For my very first posting I wanted to ask people which version of Shostakovich's Symphony No. 6 the like best? Franz Welser-Most and the Cleveland Orchestra are going to be performing it here in SF on Sunday night...and I would love a good basis of comparison...according to the knowledge and experience of the people on this list! Thanks in advance!

andy


----------



## kv466 (May 18, 2011)

Samurai,... 

Just getting into them now, I look forward to hearing more about this myself.


----------



## Manxfeeder (Oct 19, 2010)

Me too. I'm not an expert, but so far, personally, I like Kondrashin and the Moscow Phil. But that may be a personality quirk in me; I tend to like how Shostakovich sounds recorded by the old Russian studios. 

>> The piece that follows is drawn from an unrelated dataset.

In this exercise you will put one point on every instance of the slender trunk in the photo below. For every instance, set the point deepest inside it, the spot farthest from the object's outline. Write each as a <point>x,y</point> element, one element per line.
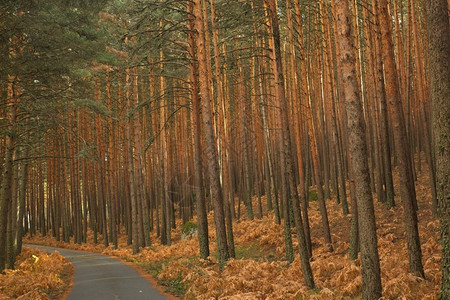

Dominy Clements says of the last movement, "It is that sensation of having climbed out of a deep gloomy cave into a mad festival of absurd and colourful cavorting that makes this recording immediately memorable."


----------



## samurai (Apr 22, 2011)

Well, I just heard a rendition on *Spotify *by the New York Philharmonic and Leonard Bernstein of the *6th* *Symphony *and it was pretty good; I'll have to listen to some Russian conductors as well before I can really say which one is "definitive", if that's even possible! But if you have access to *Spotify *where you are, you could compare versions and hear which one best suits your taste.


----------



## Kevin Pearson (Aug 14, 2009)

Definitive or best is quite subjective but my favorite recordings of the Shostakovich symphonies are those with Vladamir Ashkenazy conducting. A twelve CD set collects all his recordings together or you can buy just the 6th symphony paired with the 1st. Samurai mentioned Spotify and it is a very good resource for hearing various version and the Ashkenazy set is available on there.



















Kevin


----------



## samurai (Apr 22, 2011)

@ KP, Thanks for mentioning that; I am about to explore the Ashkenazy Cycle on* Spotify* during the course of the next few weeks or so. At my age, what once took days now involves weeks instead.


----------